Este agravamento da demora fica a dever-se sobretudo à falta de profissionais e aos picos de procura. O aumento dos tempos médios para atendimento em 2017 "está relacionado com o conhecido défice de recursos humanos", explica o INEM em resposta escrita ao PÚBLICO, sublinhando, porém, que este acréscimo "da ordem dos segundos" não tem "reflexo significativo nos tempos globais de resposta às emergências médicas". E isto porque, “logo que é recolhida informação que justifique o envio de meios, o que acontece na fase inicial da chamada, estes são imediatamente accionados”.

Admitindo que neste momento faltam “cerca de 350” profissionais no instituto, o presidente do INEM, Luís Meira, também desdramatizou ao PÚBLICO este aumento do tempo médio de atendimento das chamadas, alegando que o que está aqui em causa “são segundos”, e enfatizou que o que mais o preocupa são “os tempos para o socorro”.

É habitual dizer-se que o tempo de atendimento deveria ser apenas sete segundos, mas o médico esclarece que este foi um objectivo, um tempo de referência ideal, fixado há seis anos e que se baseou na ideia de que o segundo toque chega ao telefone dos operadores aos sete segundos.

No ano passado, ouvido no Parlamento por causa de notícias que davam conta de elevados tempos de espera em determinadas alturas (em Dezembro de 2016 e Janeiro de 2017 houve dias em que foram ultrapassados os 120 segundos), Luís Meira reconheceu que a falta de recursos humanos e o aumento do volume de chamadas comprometiam “pontualmente” os tempos de resposta, mas garantiu que a qualidade do socorro não estava em causa.

Mas foi justamente o aumento do tempo médio de resposta que levou o Ministério da Saúde, em Janeiro do ano passado, a decidir avançar com medidas para reestruturar o funcionamento dos CODU, criando para esse efeito um grupo de trabalho que tinha como missão identificar os problemas e apresentar soluções. Aparentemente, as 14 recomendações deste grupo de trabalho não estão ainda a surtir efeito.

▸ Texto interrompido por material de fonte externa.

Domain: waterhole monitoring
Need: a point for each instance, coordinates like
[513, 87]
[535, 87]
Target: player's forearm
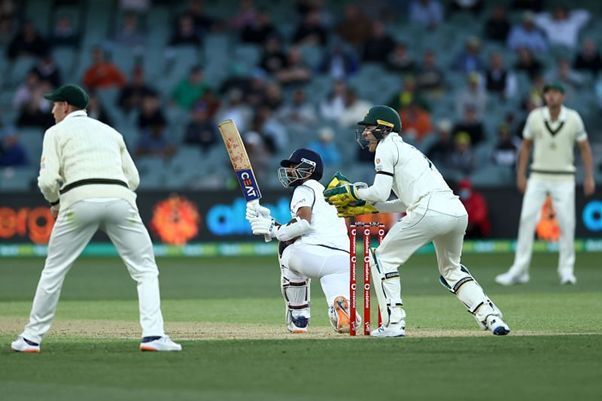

Contratação de 100 técnicos em curso

Além da sensibilização da população para a correcta utilização do número de emergência (112), o grupo de trabalho recomendou a actualização dos sistemas de informação e defendeu a existência de um sistema comum de cartografia e georreferenciação entre as várias entidades intervenientes no Sistema Integrado de Emergência Médica (por exemplo a PSP, que atende as chamadas 112). Também acentuou a necessidade de contratação célere e da definição de medidas de retenção dos recursos humanos. Um processo que ainda não está concluído, acentua Luís Meira, que lembra que ainda há medidas que estão a ser concretizadas. 

A agravar a situação, a contratação tem sido demorada e a saída de profissionais qualificados continua a verificar-se. Actualmente, está em curso um procedimento para recrutamento de trabalhadores para os CODU e meios de emergência, nomeadamente 100 técnicos de emergência pré-hospitalar, prevendo-se que esta contratação ocorra em Maio. Seja como for, frisa o presidente do Sindicato dos Técnicos de Emergência Pré-Hospitalar, Pedro Moreira, estes ainda vão fazer uma formação de seis meses, pelo que apenas começarão a trabalhar de facto no final deste ano.

Entretanto, a resposta tem sido assegurada graças ao esforço dos trabalhadores, que têm feito muitas horas extraordinárias, diz Pedro Moreira. Ao mesmo tempo, há muitos profissionais que vão saindo, atraídos por melhores condições laborais e salariais, lembra.

O problema dos recursos humanos no INEM não é de agora. O quadro de pessoal do instituto tem estado sistematicamente abaixo das necessidades. A situação melhorou em 2017, mas mesmo assim o défice era então de 419 trabalhadores, atendendo aos lugares previstos e aos ocupados. Faltam médicos no quadro (deveriam ser 24 e eram apenas cinco em 2017), enfermeiros, assistentes e, sobretudo, técnicos de emergência pré-hospitalar – que no final do ano passado eram 927 quando deveriam ser 1264. Relativamente aos médicos, o INEM socorre-se basicamente de profissionais em prestação de serviços.

Estes dados constam do relatório anual (2017) da actividade dos CODU que, curiosamente, indica que em 2017, e ao contrário do que estava a acontecer desde 2012, o INEM até atendeu ligeiramente menos chamadas e accionou menos meios de emergência para situações mais graves.